[Python-ideas] Yield-from: Suspendable generators

Greg Ewing greg.ewing at canterbury.ac.nz
Fri Feb 20 04:09:25 CET 2009


Whether you're using yield-from or not, it doesn't
seem to be possible to have a for-loop iterating
over something that is also suspendable in a
generator-based thread setting.

The basic problem is that we have one channel and
two different things we want to use it for. The
obvious answer is that we need to multiplex. Since
we're already using the entire bandwidth of the
channel (anything could be a valid yielded value)
we need to introduce some out-of-band data somehow.

Suppose we have a new expression

   suspend [<value>] [with <tag>]

This is a lot like a yield, except that it sends
a tuple (value, tag).

The existing yield expression

   yield <value>

becomes equivalent to

   suspend <value> with 'yield'

There is a new generator method to go along with
this:

   g.resume(value, tag)

If the generator is suspended at a suspend expression,
the value of the suspend expression becomes (value, tag).
If it is suspended at a yield, and the tag is 'yield'
then the value becomes the value of the yield expression.
(Not sure what to do in other cases, maybe raise an
exception.)

The existing send() method is mapped to resume() as
follows:

   def send(self, value):
     value2, tag2 = self.resume(value, 'yield')
     if tag2 == 'yield':
       return value2
     else:
       # What to do here? Ignore? Raise an exception?

So we've generalised the yield channel into a suspend
channel, which can have any number of sub-channels. We have
reserved one of these sub-channels, tagged with 'yield', for
carrying yielded values. The rest of the channels are free
for use by other things such as thread-scheduling libraries.

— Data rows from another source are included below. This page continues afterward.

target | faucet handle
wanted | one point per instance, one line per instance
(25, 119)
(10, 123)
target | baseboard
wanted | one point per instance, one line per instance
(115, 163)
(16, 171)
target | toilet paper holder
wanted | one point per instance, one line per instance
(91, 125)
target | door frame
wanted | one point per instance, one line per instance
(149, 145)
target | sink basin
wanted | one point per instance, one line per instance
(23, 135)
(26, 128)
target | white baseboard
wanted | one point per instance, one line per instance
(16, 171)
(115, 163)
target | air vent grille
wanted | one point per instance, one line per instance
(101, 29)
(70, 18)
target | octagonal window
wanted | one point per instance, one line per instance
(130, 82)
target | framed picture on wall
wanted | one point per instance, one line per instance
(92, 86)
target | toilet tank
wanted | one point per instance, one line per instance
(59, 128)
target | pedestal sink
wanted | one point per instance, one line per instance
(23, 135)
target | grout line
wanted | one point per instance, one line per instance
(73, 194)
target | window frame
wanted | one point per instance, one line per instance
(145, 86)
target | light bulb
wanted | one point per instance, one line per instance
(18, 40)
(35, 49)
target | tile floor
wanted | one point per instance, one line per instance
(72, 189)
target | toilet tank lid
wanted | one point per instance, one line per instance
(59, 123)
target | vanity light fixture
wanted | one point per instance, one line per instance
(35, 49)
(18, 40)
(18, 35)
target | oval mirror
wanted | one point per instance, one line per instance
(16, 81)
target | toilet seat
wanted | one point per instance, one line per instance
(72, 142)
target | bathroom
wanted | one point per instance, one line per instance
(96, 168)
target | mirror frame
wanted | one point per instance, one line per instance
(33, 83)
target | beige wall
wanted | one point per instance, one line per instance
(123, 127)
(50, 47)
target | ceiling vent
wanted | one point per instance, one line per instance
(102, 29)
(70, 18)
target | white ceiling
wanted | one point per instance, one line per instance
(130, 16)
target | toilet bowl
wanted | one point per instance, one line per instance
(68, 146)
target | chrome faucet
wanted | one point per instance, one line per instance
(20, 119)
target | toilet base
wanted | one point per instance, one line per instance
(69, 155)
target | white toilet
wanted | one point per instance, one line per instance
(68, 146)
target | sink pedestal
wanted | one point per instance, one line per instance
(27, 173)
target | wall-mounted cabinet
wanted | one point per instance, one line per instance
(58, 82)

To complete this, we also need a variant of the for-loop
that is willing to pass values from the other channels on to
the caller. Picking a random syntax for illustration,

   for y from g(x):
     # body

would be roughly equivalent to

   it = g(x)
   value = None
   tag = 'yield'
   try:
     while 1:
       value, tag = it.resume(value, tag)
       if tag == 'yield':
         y = value
         value = None
         # body
       else:
         value, tag = suspend value with tag
   except StopIteration:
     pass

plus suitable handling of 'throw' and 'close'.